The youthful wheat component of the bourbon pops out on first sip. New oak, corn, bubble gum, hints of dark chocolate, and slight amounts of vanilla and honey are present along with a healthy dose of rye spice. Less sweet than the nose and much spicier, the flavor combination seems like it would work great, but in reality the palate comes across as nothing more than ho-hum. I was really hoping there would be more interplay between the older rye and the more youthful wheat seeing as they were left to meld for an additional three months in the barrels. Even though the young wheated component makes up just 27% of the overall blend, this component makes a more pronounced impact, while the rye just seems to bring an enhanced spice level.
Spicy upfront and dry in the back, the finish tastes like twist on a version of your typical MGP rye based bourbon. Heavy rye spice, charred oak, and light vanilla all make an immediate appearance. This is followed by leather and a lot of aged oak to cap it off. The finish lingers for too long and overstays it’s welcome, as it feels like I am chewing on a toothpick after a while. If you like really woody, dry finishes then this is for you. The finish is the opposite of the palate in the sense that the younger wheated bourbon seemingly has no impact here.

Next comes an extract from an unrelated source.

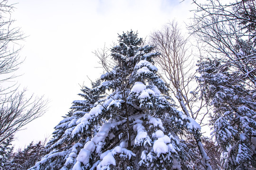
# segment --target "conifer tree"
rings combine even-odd
[[[255,90],[247,87],[243,75],[210,59],[199,65],[197,80],[203,97],[213,106],[210,123],[227,170],[255,169]]]
[[[92,88],[99,85],[100,84],[99,80],[95,82],[91,82]],[[76,126],[76,123],[81,121],[84,114],[94,107],[97,101],[102,97],[98,93],[93,92],[91,89],[85,86],[82,87],[81,91],[82,93],[78,95],[84,99],[74,101],[71,110],[55,128],[53,137],[46,146],[47,154],[44,155],[41,161],[36,164],[34,166],[37,167],[36,169],[70,169],[72,167],[71,164],[75,161],[73,158],[76,157],[76,153],[79,152],[84,144],[87,136],[91,136],[91,132],[94,129],[97,129],[98,123],[95,121],[91,122],[87,127],[90,129],[87,133],[82,130],[74,135],[72,134]],[[31,169],[34,169],[33,168]]]
[[[66,129],[65,140],[72,142],[50,142],[50,148],[62,149],[53,150],[30,170],[191,168],[188,149],[179,136],[185,128],[197,131],[200,126],[168,101],[168,90],[154,66],[159,54],[151,52],[154,47],[141,46],[142,39],[133,31],[119,38],[111,49],[114,64],[101,59],[102,83],[90,91],[106,97],[72,121],[72,128],[61,122],[56,128]]]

A blended bourbon containing a total of four grains spread out between a young wheated bourbon and a mature rye bourbon is definitely not something that comes along every day. Kudos to Smooth Ambler for giving this a go and bringing something unique to the market. I wish more distilleries and non distiller producers would take chances with four grain blends like this one.
The interesting part of this bourbon is that even though the blend had time to meld together over the three months it spent in the barrels, I really don’t feel the end result pushes the envelope. Instead of a harmony of flavors, this still tastes like two distinct separate bourbons at different times. It’s really not bad, however that being said, the flavor profile itself isn’t all that memorable either.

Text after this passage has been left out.